Explode on buttons, is it safe?

[NoobLaPHP]

$liked = explode(":", $_POST[submit]);

if($liked[0] == "like"){

//Select from database where id is $liked[1]

}

<input type="image" src="images/arrowup.gif" name="submit" value="like:<? echo $right->id; ?>"/>

 

Ok, so i have made a forum and i have a like function running on the comments of a post. I needed to find a way when the image was clicked it updated the database. So i experimented and came up with the solution above having it explode the value of the button to read if it was press and get the id. It works perfectly but i just want to be convinced it is safe.

[.josh]

it is a trivial thing to change the value of an input field, regardless of what type it is. You need to make sure that $liked[1] contains an expected value, same as any other value coming from a request.

[Psycho]

I don't understand. Why is there a ':' in the submitted value? I am assuming that the image is sending the data via an AJAX request rather than the image being a submit button. So, why not have the data sent as a single name/value pair with the name being something more obvious such as 'like'?

 

 

if(isset($_POST['like']))
{
    $likedID = intval($_POST['like']);
}

[NoobLaPHP]

it is a trivial thing to change the value of an input field, regardless of what type it is. You need to make sure that $liked[1] contains an expected value, same as any other value coming from a request.

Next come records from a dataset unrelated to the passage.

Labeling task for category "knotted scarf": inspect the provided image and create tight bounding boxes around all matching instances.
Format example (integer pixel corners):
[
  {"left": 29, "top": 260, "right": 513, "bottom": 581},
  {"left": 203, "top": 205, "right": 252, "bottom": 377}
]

It requires both items to be filled. If either is empty it shows nothing

 

if($liked[0] == "like"){

if(!$liked[1]){

//Do nothing

}else{

 

//Select from database where id is $liked[1]

}

}

[.josh]

umm, checking if it's empty in no way makes it safe.

[NoobLaPHP]

 

I don't understand. Why is there a ':' in the submitted value? I am assuming that the image is sending the data via an AJAX request rather than the image being a submit button. So, why not have the data sent as a single name/value pair with the name being something more obvious such as 'like'?

if(isset($_POST['like']))
{
    $likedID = intval($_POST['like']);
}

I don't fully understand ajax, i'm still learning all this. I have done it using php. The value gets the like part and also the id for the post to like so it will be like like:387

 

if the php reads the like, it then reads the id where it updates the database

 

 

 

$replyid = mysql_real_escape_string(addslashes(strip_tags($liked[1])));

 

mysql_query("UPDATE replies SET likes='...' WHERE id='$replyid'");

 

etc, any help is good. It helps learn

Edited April 16, 2014 by NoobLaPHP

[Psycho]

OK, I see you are submitting the page. But, again, why not make the name something more representative of what it actually is? If you need multiple 'likes' on the same page, make the name an array:

 

 

<input type="image" src="images/arrowup.gif" name="like[]" value="<? echo $right->id; ?>"/>

 

 

if(isset($_POST['like']))
{
    //User submitted one or more likes
    foreach($_POST['like'] as $likeID)
    {
        //Perform whatever operations you want based upon the ids passes
        $likeID = intval($likeID);
    }
}

 

Based upon how you would use it, the code should only ever receive a single value. But, since you would need an array to set it up, it's best to allow the code to process multiple if needed.

[NoobLaPHP]

OK, I see you are submitting the page. But, again, why not make the name something more representative of what it actually is? If you need multiple 'likes' on the same page, make the name an array:

<input type="image" src="images/arrowup.gif" name="like[]" value="<? echo $right->id; ?>"/>

if(isset($_POST['like']))
{
    //User submitted one or more likes
    foreach($_POST['like'] as $likeID)
    {
        //Perform whatever operations you want based upon the ids passes
        $likeID = intval($likeID);
    }
}

Based upon how you would use it, the code should only ever receive a single value. But, since you would need an array to set it up, it's best to allow the code to process multiple if needed.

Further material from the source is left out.